In assessing risk of recidivism in sexual offenders, a number of static and dynamic factors are considered. A static risk factor (such as age, developmental history or offence history) is something that is useful for evaluating long-term risk, but because it is historical in nature it cannot be used to assess changes in levels of risk over time (Craig et al, 2005). However, in addition to static risk, dynamic risk factors have also been demonstrated to contribute to risk prediction for sexual offenders in England and Wales (Friendship et al, 2005). Dynamic risk factors refer to factors that are changeable and open to intervention such as sexual preferences, personality factors, mood and intoxication (Craissati, 2003). Hanson and Harris (1998) distinguish between dynamic factors that are stable and acute.
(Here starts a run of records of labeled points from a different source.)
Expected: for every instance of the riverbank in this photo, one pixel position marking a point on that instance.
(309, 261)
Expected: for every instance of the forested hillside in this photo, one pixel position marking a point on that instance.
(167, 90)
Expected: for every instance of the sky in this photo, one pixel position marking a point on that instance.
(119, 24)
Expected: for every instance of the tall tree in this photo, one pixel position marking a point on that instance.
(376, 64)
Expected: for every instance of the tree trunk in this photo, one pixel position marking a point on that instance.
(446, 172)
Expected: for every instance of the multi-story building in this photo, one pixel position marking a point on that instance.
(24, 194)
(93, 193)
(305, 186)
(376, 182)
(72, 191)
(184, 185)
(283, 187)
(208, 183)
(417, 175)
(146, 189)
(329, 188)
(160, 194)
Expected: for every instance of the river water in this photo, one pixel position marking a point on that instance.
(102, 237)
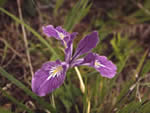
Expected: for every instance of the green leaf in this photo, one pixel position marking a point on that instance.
(3, 110)
(130, 108)
(19, 104)
(26, 90)
(42, 40)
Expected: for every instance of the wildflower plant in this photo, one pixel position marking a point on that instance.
(52, 73)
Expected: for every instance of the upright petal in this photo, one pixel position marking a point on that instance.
(49, 77)
(101, 64)
(86, 44)
(69, 47)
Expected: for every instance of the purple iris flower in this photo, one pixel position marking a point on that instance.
(52, 74)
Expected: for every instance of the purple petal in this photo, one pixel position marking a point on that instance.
(57, 32)
(49, 77)
(105, 66)
(101, 64)
(69, 47)
(86, 44)
(50, 31)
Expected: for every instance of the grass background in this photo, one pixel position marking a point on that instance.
(124, 32)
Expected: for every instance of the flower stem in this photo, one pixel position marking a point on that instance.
(82, 87)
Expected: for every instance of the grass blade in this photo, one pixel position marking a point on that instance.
(26, 90)
(42, 40)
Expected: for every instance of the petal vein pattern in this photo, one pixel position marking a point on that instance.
(49, 77)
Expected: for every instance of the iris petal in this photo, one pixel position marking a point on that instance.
(86, 44)
(49, 77)
(101, 64)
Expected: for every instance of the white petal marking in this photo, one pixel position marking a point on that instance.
(55, 71)
(98, 64)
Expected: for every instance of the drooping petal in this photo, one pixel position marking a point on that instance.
(49, 77)
(86, 44)
(69, 47)
(101, 64)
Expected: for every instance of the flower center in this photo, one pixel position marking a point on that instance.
(61, 35)
(55, 71)
(98, 64)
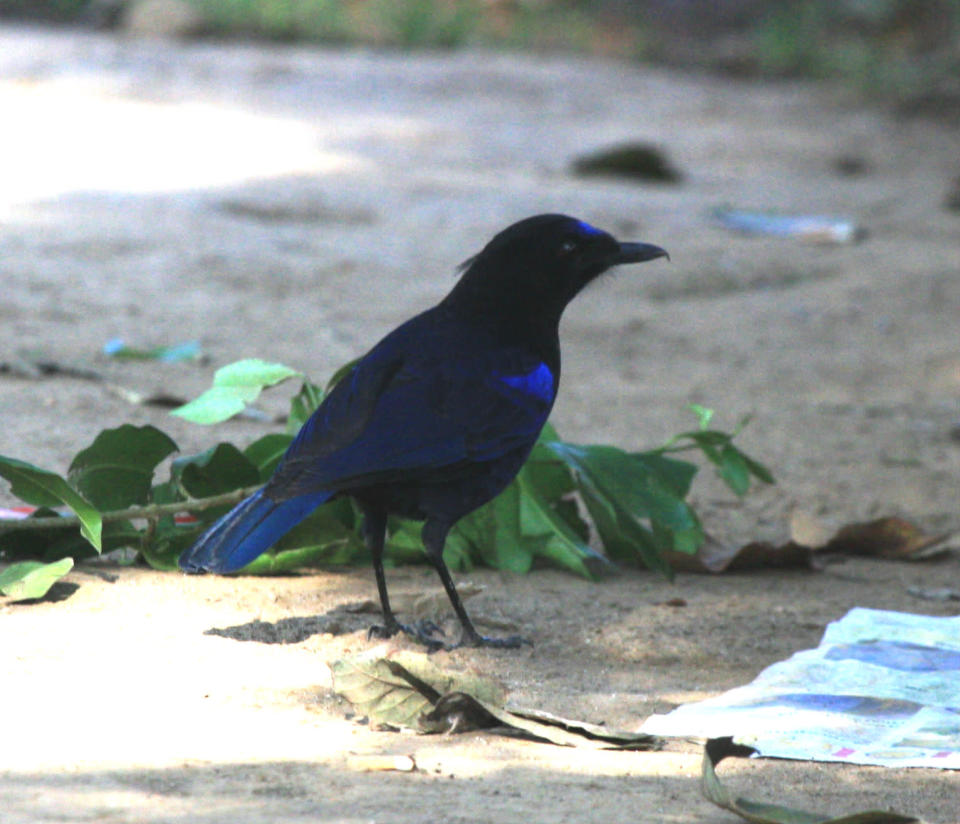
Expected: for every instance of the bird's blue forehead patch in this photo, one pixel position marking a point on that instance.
(537, 382)
(587, 229)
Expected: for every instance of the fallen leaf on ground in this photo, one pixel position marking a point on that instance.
(640, 161)
(760, 813)
(406, 689)
(397, 688)
(891, 538)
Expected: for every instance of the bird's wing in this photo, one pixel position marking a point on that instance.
(415, 414)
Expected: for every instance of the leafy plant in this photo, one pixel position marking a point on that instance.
(635, 503)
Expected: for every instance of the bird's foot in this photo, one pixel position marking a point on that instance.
(424, 632)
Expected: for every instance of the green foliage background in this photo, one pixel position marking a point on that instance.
(634, 503)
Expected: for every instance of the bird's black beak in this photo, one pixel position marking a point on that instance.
(637, 253)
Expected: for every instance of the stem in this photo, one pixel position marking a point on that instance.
(151, 511)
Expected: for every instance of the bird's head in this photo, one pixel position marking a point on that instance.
(537, 266)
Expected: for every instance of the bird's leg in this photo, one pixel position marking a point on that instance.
(374, 533)
(434, 535)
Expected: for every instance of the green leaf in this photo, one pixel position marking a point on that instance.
(266, 452)
(704, 415)
(734, 470)
(116, 470)
(43, 488)
(32, 579)
(234, 387)
(619, 488)
(216, 470)
(493, 530)
(559, 542)
(303, 405)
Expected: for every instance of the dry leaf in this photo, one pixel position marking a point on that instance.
(406, 689)
(890, 538)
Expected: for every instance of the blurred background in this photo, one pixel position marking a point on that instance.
(904, 50)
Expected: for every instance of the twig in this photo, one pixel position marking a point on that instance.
(132, 513)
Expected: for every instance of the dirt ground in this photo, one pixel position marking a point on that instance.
(295, 204)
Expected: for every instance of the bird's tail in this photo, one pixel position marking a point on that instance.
(247, 530)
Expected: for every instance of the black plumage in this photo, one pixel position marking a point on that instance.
(440, 415)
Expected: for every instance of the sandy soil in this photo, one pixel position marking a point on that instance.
(295, 204)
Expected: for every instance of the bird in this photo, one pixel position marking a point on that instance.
(439, 416)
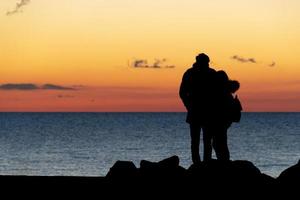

Stable dynamic risk factors (factors that are expected to persist for months or years) are relatively persistent characteristics of the offender, which are subject to change such as levels of responsibility, cognitive distortions and sexual arousal. Acute dynamic factors (factors that may last for minutes or days) are rapidly changing factors such as substance misuse, isolation and negative emotional states, the presence of which increase risk. Factors that predicted general recidivism were not the same as those associated with sexual recidivism. Previous sex offences, poor social skills, male victims, and two or more victims in index offence were all risk factors associated with sexual recidivism. Early conduct disorder, previous convictions, psychopathy, and the use of death threats or weapons at the index sex offence were predictors for general criminality (Hanson et al, 1998).Recommendations
Mercado (2005) looks at the development of recent statutory schemes, in both the United States and Australia, with its aim to keep the most dangerous sex offenders detained beyond the expiration of their prison sentence.. More recently, the Australian High Court in Attorney-General (Qld) v. Fardon (2004) similarly upheld the constitutionality of Queensland's Dangerous Prisoners (Sexual Offenders) Act (2003), which allows for the post-sentence preventive detention of sex offenders deemed to be at high risk of serious sexual recidivism
Of concern in Australia is that there has been no published research on the validity of the various sexual risk assessment measures. This is less of a concern for structured professional judgment measures, such as the SVR-20 that do not provide probability data. However, for actuarial measures that provide specific probability estimates, we cannot rely on the probability estimates since they are necessarily defined by the population from which the risk assessment measure was developed or validated. Given the differences across samples of offenders, and other cultural and population differences, we simply cannot determine the extent to which the actual measures would differ in Australian samples.
Moulden et al (2005) argues that positive approaches to sexual offender therapy are rooted in the belief that individuals working toward positive changes will be more successful and maintain those changes longer than those working toward lives based on avoidance.